Over at The National Catholic Register, Kevin di Camillo is wondering why more permanent deacons don’t serve Mass in the Extraordinary Form:
While the implementation of many, many changes of Vatican II had a tough time of it, as most changes to ancient institutions do, the formation of Deacons is one of the few outright success stories, despite some flaws in the formation process which weren’t fully hammered out until theNational Directory for the Formation, Ministry and Life of Permanent Deacons in the United States of 2005. (At least in the United States. The Diaconate in the rest of the world is still kind of spotty). And even in the U.S. not every diocese has an active diaconate program; this is left up to the discretion of the local ordinary.
…But to put the number of deacons in perspective: there are almost as many deacons in the United States as there are Jesuits (the largest religious society) in the entire world.
So with the restoration of the Latin Mass in 2007 by Benedict XVI’s motu proprio “Summorum Pontificum” I was hoping that this would be a match-made for the F.S.S.P., the Canons of St. John Cantius, and the Institute of Christ the King Sovereign Priest (all groups who can be proud of their own growth) and the large number of deacons, since to celebrate High Solemn Mass (as mentioned above) you need a deacon.
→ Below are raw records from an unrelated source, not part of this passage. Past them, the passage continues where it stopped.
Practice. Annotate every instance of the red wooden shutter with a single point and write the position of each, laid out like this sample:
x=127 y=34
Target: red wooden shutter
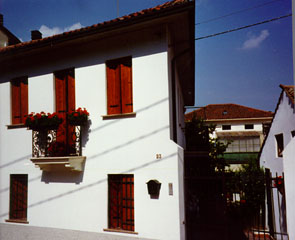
x=71 y=91
x=15 y=102
x=24 y=99
x=65 y=102
x=114 y=199
x=127 y=203
x=61 y=108
x=18 y=196
x=113 y=88
x=121 y=202
x=71 y=106
x=126 y=86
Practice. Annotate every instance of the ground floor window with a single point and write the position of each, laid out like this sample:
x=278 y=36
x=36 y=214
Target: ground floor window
x=121 y=201
x=18 y=197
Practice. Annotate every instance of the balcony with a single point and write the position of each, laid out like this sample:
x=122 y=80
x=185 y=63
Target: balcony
x=58 y=149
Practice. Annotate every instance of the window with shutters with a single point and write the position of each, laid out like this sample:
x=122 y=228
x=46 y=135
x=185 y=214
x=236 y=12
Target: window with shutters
x=280 y=144
x=121 y=202
x=19 y=100
x=64 y=103
x=18 y=197
x=119 y=86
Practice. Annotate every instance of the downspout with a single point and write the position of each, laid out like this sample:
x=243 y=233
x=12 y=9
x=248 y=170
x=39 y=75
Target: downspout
x=173 y=82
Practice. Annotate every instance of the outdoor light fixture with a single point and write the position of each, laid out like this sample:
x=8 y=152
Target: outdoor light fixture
x=153 y=187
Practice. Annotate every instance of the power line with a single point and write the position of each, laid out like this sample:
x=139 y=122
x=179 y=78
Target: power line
x=240 y=28
x=237 y=12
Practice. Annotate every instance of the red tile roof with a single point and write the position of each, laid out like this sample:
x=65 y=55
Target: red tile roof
x=104 y=26
x=289 y=90
x=227 y=111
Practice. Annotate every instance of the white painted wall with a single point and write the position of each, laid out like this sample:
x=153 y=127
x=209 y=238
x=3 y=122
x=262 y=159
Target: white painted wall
x=3 y=40
x=283 y=122
x=289 y=167
x=127 y=145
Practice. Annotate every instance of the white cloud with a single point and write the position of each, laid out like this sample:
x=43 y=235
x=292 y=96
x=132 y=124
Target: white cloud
x=255 y=41
x=47 y=31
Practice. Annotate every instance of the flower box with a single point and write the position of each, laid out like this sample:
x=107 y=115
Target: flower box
x=42 y=121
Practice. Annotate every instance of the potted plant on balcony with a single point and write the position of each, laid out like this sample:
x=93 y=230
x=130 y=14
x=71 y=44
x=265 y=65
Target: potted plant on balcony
x=78 y=117
x=42 y=121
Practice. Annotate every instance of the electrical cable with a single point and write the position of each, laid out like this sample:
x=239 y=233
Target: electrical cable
x=237 y=12
x=240 y=28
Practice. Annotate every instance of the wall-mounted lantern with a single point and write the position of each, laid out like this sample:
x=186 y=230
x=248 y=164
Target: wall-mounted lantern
x=154 y=187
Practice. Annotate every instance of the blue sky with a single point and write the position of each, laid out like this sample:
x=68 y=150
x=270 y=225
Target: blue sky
x=243 y=67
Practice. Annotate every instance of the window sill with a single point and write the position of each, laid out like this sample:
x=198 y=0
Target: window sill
x=116 y=116
x=17 y=221
x=13 y=126
x=119 y=231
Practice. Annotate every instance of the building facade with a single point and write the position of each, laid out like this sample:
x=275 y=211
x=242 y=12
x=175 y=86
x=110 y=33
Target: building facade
x=242 y=126
x=134 y=78
x=277 y=155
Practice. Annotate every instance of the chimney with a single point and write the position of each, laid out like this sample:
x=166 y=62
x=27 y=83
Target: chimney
x=1 y=19
x=35 y=35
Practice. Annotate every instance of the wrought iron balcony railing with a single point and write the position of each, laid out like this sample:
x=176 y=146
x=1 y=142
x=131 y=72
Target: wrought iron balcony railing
x=57 y=142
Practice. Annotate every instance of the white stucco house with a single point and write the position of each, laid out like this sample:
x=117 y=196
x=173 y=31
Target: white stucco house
x=134 y=75
x=277 y=155
x=243 y=126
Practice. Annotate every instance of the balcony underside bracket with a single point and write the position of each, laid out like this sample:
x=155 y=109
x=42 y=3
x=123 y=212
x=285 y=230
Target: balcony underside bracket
x=69 y=163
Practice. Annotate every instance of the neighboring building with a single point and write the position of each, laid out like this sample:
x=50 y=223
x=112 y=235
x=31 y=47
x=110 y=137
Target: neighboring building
x=245 y=127
x=134 y=75
x=6 y=37
x=277 y=155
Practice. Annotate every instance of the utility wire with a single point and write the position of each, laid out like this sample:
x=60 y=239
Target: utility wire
x=237 y=12
x=240 y=28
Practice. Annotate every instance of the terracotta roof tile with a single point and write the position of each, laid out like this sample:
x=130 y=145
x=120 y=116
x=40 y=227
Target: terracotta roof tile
x=227 y=111
x=130 y=17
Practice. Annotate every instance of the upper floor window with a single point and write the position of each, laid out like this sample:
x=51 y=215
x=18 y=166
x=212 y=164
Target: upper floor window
x=119 y=86
x=280 y=144
x=249 y=126
x=19 y=100
x=226 y=127
x=246 y=144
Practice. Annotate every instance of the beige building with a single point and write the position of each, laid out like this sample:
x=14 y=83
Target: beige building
x=245 y=127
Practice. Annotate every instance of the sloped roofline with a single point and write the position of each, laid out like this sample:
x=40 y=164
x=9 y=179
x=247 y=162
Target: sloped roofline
x=267 y=113
x=140 y=16
x=284 y=87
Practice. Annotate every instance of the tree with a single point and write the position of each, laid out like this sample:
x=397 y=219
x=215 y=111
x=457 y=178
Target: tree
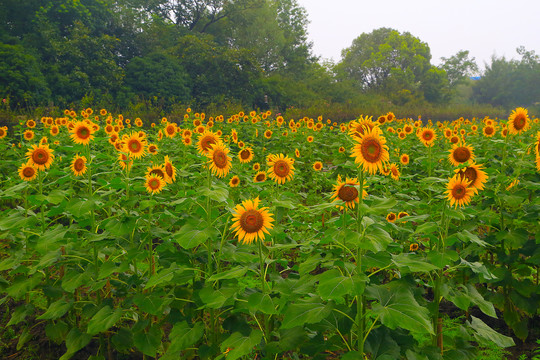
x=459 y=67
x=387 y=62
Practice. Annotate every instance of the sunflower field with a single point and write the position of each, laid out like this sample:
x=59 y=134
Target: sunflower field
x=251 y=236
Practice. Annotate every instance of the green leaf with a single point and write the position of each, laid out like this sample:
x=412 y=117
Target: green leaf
x=305 y=313
x=148 y=342
x=397 y=307
x=56 y=310
x=189 y=237
x=484 y=334
x=413 y=262
x=261 y=302
x=75 y=341
x=104 y=319
x=235 y=273
x=183 y=336
x=333 y=285
x=163 y=276
x=240 y=345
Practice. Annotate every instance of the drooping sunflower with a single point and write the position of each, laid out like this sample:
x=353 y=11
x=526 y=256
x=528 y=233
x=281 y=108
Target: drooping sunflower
x=281 y=168
x=391 y=217
x=251 y=223
x=235 y=181
x=28 y=135
x=519 y=121
x=158 y=170
x=245 y=155
x=134 y=145
x=170 y=170
x=40 y=156
x=206 y=140
x=154 y=183
x=370 y=152
x=220 y=162
x=260 y=177
x=404 y=159
x=347 y=192
x=427 y=136
x=459 y=193
x=78 y=165
x=460 y=154
x=474 y=175
x=82 y=132
x=394 y=171
x=28 y=171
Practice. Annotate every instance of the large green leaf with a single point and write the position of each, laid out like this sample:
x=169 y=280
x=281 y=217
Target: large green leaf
x=104 y=319
x=397 y=307
x=484 y=334
x=305 y=313
x=240 y=345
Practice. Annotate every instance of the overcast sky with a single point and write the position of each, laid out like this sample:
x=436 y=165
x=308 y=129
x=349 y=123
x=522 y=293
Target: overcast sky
x=484 y=27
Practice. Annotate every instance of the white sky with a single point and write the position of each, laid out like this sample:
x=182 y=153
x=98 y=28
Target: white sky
x=484 y=27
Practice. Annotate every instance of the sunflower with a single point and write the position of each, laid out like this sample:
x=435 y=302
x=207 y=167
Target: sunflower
x=488 y=131
x=281 y=168
x=404 y=159
x=82 y=132
x=206 y=140
x=154 y=183
x=391 y=217
x=394 y=171
x=519 y=121
x=158 y=170
x=28 y=135
x=220 y=162
x=78 y=165
x=260 y=177
x=360 y=126
x=317 y=166
x=245 y=155
x=40 y=156
x=28 y=171
x=235 y=181
x=134 y=145
x=460 y=154
x=370 y=151
x=427 y=136
x=170 y=170
x=459 y=192
x=473 y=174
x=347 y=191
x=249 y=222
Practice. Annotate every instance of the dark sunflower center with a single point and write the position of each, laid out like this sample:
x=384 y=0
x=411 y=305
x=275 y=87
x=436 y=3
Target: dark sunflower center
x=134 y=145
x=459 y=192
x=28 y=172
x=520 y=121
x=251 y=221
x=348 y=193
x=79 y=164
x=220 y=159
x=281 y=168
x=462 y=154
x=40 y=156
x=244 y=154
x=371 y=150
x=83 y=133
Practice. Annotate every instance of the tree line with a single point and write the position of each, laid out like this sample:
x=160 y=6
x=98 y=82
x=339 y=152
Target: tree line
x=254 y=53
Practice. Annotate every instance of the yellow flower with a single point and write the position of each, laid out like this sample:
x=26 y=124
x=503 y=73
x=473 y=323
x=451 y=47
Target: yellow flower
x=251 y=223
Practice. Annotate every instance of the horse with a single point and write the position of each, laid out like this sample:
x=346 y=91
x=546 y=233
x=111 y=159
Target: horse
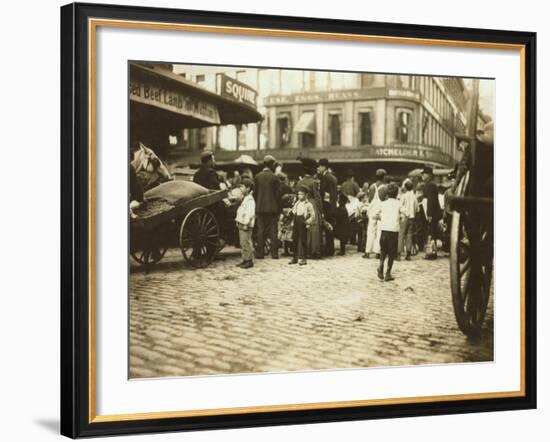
x=151 y=171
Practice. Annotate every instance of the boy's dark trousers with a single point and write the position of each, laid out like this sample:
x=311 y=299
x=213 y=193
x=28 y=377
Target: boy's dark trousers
x=299 y=235
x=329 y=236
x=267 y=223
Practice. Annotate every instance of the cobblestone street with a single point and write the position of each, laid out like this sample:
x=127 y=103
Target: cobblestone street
x=332 y=313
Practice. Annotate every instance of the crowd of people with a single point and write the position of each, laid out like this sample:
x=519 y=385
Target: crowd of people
x=387 y=220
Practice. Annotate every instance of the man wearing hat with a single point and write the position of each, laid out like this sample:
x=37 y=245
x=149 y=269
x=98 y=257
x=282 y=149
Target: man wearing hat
x=328 y=186
x=206 y=176
x=268 y=198
x=375 y=197
x=350 y=186
x=433 y=211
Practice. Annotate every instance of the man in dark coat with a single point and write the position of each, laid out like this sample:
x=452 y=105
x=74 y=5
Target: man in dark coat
x=328 y=185
x=350 y=186
x=206 y=176
x=433 y=208
x=268 y=201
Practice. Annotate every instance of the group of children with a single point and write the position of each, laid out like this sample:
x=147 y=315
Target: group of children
x=302 y=215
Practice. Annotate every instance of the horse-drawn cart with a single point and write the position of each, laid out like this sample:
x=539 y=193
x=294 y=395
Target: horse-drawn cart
x=472 y=227
x=178 y=214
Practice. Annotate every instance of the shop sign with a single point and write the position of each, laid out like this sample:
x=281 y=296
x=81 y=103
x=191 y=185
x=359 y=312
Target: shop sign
x=237 y=91
x=320 y=97
x=409 y=152
x=173 y=101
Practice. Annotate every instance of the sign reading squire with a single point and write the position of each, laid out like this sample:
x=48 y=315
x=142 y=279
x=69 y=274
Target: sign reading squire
x=174 y=101
x=237 y=91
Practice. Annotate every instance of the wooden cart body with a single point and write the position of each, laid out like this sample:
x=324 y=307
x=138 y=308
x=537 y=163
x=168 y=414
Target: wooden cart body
x=193 y=225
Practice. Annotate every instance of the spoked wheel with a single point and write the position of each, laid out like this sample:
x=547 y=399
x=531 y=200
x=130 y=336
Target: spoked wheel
x=471 y=267
x=150 y=255
x=199 y=237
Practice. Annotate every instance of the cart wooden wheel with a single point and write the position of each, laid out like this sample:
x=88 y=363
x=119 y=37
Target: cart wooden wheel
x=471 y=266
x=150 y=255
x=199 y=237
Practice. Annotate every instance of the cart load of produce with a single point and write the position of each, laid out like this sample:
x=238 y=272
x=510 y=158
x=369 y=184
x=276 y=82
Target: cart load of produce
x=167 y=195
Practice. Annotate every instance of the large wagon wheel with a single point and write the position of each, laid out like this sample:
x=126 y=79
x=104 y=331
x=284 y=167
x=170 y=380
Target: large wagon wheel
x=471 y=266
x=199 y=237
x=149 y=255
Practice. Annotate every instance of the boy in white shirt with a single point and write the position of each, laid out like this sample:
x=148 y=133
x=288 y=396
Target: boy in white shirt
x=246 y=215
x=304 y=216
x=389 y=226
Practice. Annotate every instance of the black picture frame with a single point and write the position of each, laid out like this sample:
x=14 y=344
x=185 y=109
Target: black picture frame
x=75 y=220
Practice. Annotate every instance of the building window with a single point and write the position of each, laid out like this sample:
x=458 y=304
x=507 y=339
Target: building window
x=284 y=129
x=367 y=80
x=334 y=128
x=306 y=128
x=365 y=128
x=404 y=81
x=404 y=125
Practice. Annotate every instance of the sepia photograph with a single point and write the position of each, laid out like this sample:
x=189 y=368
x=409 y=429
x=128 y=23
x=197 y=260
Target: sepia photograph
x=285 y=220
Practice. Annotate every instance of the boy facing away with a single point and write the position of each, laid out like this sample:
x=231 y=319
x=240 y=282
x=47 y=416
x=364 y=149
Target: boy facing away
x=388 y=216
x=246 y=214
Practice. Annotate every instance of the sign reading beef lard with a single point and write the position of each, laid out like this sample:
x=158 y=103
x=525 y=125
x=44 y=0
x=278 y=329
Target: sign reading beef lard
x=170 y=100
x=237 y=91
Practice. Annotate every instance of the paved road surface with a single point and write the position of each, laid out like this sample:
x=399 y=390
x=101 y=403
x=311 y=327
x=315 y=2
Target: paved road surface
x=332 y=313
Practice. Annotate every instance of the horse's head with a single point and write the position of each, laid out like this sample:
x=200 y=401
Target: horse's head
x=149 y=167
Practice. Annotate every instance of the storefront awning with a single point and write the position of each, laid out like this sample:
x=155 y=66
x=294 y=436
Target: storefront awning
x=306 y=123
x=159 y=95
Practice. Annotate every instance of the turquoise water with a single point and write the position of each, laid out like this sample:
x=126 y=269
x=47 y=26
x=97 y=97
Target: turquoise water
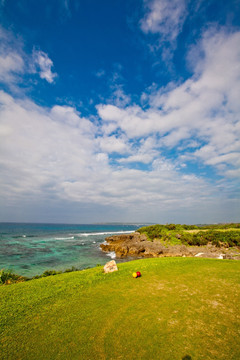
x=30 y=249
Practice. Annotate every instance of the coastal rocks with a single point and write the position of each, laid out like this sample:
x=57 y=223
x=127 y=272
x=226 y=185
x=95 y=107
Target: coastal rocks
x=111 y=266
x=137 y=245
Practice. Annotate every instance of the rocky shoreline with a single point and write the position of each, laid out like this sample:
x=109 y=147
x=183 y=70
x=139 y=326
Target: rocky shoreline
x=137 y=245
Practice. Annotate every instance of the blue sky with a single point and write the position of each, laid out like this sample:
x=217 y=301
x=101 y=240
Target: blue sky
x=122 y=111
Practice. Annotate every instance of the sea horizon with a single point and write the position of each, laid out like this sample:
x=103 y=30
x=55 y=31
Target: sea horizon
x=29 y=249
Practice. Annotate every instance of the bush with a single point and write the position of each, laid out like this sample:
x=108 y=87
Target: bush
x=8 y=277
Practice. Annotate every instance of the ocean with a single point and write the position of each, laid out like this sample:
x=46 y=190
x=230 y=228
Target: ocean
x=31 y=249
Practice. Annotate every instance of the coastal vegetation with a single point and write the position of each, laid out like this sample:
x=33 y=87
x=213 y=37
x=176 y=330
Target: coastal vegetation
x=227 y=235
x=181 y=308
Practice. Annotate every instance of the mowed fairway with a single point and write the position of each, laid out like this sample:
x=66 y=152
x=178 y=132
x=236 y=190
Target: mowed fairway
x=179 y=307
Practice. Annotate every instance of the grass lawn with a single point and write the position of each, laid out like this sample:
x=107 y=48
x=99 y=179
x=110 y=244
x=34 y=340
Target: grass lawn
x=179 y=307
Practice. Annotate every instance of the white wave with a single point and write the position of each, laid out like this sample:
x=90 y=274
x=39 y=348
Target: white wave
x=67 y=238
x=106 y=233
x=112 y=255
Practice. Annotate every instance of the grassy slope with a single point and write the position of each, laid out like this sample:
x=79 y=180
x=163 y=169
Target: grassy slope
x=179 y=306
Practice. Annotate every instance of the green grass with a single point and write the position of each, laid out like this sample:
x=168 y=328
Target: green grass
x=179 y=307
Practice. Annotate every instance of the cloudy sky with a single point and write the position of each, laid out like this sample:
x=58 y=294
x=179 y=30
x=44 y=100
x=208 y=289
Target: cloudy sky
x=124 y=110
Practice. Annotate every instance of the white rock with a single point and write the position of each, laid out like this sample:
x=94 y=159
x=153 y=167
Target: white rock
x=110 y=266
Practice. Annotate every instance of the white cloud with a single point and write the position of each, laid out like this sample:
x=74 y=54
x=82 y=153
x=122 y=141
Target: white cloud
x=44 y=64
x=205 y=109
x=49 y=154
x=15 y=62
x=11 y=57
x=164 y=18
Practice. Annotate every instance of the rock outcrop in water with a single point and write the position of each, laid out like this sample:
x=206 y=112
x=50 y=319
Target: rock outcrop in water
x=137 y=245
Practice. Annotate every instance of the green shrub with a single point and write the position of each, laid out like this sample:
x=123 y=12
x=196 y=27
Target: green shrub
x=8 y=277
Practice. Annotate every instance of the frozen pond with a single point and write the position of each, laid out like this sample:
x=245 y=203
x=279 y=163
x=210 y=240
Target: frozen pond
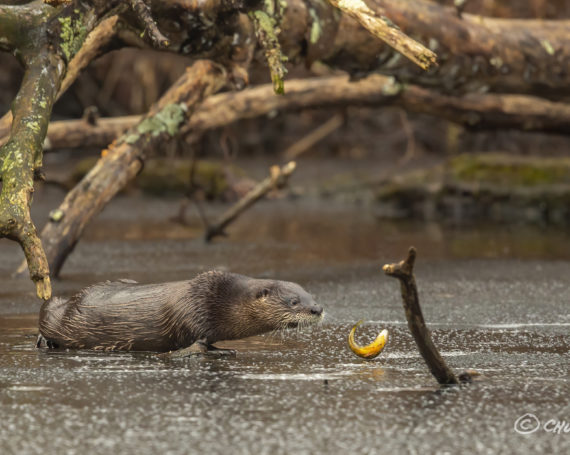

Not for the first time, I was wrong.
The deacons I’ve worked with—and I’ve edited a dozen books by deacons, who were all good, well-educated and informed men who love the Church they serve—have absolutely no interest in serving at the Latin Mass. These deacon-authors who have doctorates in theology tend to take exception with the ecclesiology that the reified Latin Mass proposes: namely, that it is priest-centric, and that, using the Holy Books of 1962, there’s no “place” for a permanent deacon—despite the fact that you can’t celebrate Solemn High Mass without a deacon.